National Grid plc (NG) advanced 1.5% on the day as ongoing technical strength and rising momentum propelled the stock higher. The move is supported by its position above all major moving averages and strong buying pressure, reinforcing the underlying upward bias.
Highlights
- National Grid maintains an upward trend, trading above key moving averages with technical alignment supporting continued strength.
- Momentum indicators remain mixed and predominantly neutral, signaling weak trend conviction and mild intraday seller pressure.
- Price is expected to range between GBX1,223 and GBX1,275 over five days, with downside risk exceeding 80% unless resistance at GBX1,252 is broken.
Bullish trend confirmed as moving averages align amid mixed momentum
National Grid is trading above its 20-day, 50-day, and 200-day moving averages (GBX1,222, GBX1,243, GBX1,215 respectively), indicating ongoing strength in the short, medium, and long-term trends. The bullish alignment of the 50-day versus the 200-day average and support from the Ichimoku Kijun at GBX1,221 confirm a prevailing upward bias. Near-term resistance stands at GBX1,252, with support at GBX1,243. Momentum signals remain mixed: the MACD and ADX are neutral, while both RSI at 48.49 and Stochastic RSI at 50.46 indicate neither overbought nor oversold conditions but show a mild sell bias. The CCI is neutral. Intraday, Bull/Bear Power at 21.21 signals dominant buyer strength, accompanied by an overbought warning.

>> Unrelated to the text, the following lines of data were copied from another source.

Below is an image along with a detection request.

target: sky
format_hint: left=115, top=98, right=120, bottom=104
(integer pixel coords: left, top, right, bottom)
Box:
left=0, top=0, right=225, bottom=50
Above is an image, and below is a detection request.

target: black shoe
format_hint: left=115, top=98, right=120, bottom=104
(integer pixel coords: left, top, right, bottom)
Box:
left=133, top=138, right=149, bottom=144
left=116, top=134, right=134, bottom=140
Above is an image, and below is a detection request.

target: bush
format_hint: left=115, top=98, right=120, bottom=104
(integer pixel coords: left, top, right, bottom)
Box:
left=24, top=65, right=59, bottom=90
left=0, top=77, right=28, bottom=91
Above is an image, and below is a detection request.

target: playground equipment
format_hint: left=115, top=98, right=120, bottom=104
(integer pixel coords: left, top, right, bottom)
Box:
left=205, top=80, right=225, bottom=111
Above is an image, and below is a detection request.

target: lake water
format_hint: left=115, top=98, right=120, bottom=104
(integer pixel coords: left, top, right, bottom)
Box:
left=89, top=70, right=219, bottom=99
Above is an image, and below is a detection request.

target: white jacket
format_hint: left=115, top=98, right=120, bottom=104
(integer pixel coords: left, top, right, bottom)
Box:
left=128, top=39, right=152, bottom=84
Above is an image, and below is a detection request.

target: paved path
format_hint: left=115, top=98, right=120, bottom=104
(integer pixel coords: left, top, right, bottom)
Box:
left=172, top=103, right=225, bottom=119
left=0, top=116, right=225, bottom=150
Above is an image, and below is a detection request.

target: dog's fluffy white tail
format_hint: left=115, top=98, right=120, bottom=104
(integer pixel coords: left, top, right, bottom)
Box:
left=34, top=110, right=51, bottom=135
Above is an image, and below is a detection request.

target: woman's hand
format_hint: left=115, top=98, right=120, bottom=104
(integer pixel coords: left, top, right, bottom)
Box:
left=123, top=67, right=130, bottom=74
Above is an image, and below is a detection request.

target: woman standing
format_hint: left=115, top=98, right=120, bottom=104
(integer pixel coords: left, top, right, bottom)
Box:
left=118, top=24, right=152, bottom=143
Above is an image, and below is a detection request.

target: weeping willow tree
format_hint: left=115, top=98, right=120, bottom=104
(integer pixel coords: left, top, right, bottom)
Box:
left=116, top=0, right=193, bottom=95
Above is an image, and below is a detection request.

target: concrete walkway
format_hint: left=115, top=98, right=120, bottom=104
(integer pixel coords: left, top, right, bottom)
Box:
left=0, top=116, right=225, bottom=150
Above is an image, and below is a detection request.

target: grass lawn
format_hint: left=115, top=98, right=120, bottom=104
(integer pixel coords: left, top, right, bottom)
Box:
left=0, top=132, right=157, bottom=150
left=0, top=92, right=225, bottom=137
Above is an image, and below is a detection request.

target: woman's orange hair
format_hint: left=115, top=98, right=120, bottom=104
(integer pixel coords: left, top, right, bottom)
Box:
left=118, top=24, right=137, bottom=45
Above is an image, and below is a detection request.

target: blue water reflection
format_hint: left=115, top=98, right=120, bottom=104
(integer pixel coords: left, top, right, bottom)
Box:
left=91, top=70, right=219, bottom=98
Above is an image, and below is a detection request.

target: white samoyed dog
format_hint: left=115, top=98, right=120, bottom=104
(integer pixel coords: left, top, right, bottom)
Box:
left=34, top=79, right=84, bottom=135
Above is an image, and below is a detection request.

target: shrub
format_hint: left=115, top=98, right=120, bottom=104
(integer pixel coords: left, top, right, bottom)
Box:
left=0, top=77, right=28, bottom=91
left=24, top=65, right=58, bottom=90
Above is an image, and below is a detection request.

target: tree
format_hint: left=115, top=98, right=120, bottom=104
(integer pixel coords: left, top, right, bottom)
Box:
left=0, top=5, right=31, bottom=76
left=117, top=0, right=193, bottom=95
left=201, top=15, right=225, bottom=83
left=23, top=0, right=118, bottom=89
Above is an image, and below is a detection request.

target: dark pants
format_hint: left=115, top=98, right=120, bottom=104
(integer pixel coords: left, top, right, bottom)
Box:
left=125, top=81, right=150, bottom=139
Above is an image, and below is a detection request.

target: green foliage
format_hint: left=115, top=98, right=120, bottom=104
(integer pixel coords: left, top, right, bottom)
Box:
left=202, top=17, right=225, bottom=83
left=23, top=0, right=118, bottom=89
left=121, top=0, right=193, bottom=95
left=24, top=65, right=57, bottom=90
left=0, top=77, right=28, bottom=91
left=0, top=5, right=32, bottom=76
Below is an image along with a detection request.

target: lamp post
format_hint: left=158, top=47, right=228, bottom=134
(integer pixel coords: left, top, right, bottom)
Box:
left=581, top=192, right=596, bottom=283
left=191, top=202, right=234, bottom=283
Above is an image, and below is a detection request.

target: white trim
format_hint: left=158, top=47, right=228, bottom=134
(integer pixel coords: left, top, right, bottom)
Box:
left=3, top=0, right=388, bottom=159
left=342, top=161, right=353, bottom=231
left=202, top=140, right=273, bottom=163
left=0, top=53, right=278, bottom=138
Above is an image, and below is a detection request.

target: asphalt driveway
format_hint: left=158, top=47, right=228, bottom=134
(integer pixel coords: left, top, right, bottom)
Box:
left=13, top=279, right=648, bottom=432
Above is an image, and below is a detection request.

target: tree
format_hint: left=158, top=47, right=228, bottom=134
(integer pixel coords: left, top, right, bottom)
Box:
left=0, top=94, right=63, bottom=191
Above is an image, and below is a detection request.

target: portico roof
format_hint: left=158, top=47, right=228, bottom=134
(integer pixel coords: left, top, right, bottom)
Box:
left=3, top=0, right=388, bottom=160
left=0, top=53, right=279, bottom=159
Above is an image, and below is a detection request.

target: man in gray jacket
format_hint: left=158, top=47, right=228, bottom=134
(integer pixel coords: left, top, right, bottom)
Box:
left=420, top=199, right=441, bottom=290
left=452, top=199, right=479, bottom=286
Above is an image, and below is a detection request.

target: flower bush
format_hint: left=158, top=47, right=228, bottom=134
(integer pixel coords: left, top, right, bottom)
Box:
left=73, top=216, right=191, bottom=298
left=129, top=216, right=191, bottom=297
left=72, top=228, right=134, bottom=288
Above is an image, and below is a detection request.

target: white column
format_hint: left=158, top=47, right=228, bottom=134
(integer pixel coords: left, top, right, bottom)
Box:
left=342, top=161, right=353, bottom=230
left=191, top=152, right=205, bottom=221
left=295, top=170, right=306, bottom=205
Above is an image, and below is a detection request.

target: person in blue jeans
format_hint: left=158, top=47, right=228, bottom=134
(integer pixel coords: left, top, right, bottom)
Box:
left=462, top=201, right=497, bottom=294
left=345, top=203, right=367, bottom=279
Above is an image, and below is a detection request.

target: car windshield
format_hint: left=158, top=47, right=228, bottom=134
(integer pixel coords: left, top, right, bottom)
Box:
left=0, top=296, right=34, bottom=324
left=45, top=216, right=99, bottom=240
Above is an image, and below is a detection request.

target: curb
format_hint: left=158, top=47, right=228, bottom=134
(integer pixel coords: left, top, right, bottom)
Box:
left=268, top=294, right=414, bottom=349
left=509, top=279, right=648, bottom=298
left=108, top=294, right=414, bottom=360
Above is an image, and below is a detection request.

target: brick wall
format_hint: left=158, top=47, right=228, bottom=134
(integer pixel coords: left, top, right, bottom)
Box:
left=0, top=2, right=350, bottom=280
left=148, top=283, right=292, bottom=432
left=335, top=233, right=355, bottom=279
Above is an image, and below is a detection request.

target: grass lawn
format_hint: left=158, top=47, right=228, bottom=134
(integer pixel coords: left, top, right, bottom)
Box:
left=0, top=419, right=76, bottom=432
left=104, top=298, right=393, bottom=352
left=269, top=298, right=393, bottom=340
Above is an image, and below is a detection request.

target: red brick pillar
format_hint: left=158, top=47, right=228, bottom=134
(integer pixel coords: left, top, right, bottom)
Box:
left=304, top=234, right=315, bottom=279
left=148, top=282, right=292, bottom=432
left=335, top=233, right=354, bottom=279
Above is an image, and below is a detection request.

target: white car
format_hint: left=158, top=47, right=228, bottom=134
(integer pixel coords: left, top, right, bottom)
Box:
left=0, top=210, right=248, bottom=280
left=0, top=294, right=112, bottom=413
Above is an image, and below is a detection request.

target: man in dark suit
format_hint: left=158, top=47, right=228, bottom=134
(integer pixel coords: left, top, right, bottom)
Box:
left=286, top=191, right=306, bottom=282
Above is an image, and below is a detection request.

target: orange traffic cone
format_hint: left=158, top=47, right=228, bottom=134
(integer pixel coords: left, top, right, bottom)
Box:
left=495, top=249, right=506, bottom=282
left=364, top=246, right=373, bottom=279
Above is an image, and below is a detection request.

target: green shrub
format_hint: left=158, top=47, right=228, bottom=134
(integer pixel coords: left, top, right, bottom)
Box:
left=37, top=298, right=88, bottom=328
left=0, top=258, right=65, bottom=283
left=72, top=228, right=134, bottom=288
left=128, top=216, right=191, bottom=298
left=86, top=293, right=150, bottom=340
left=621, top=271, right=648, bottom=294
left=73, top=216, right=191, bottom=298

Earlier, analysts noted that National Grid was experiencing a period of sideways trading as mixed technical signals limited directional conviction. The latest momentum shift, marked by a bullish alignment across major moving averages and overbought warnings, signals that traders should watch for an imminent volatility spike if either the GBX1,252 resistance or GBX1,243 support is decisively breached.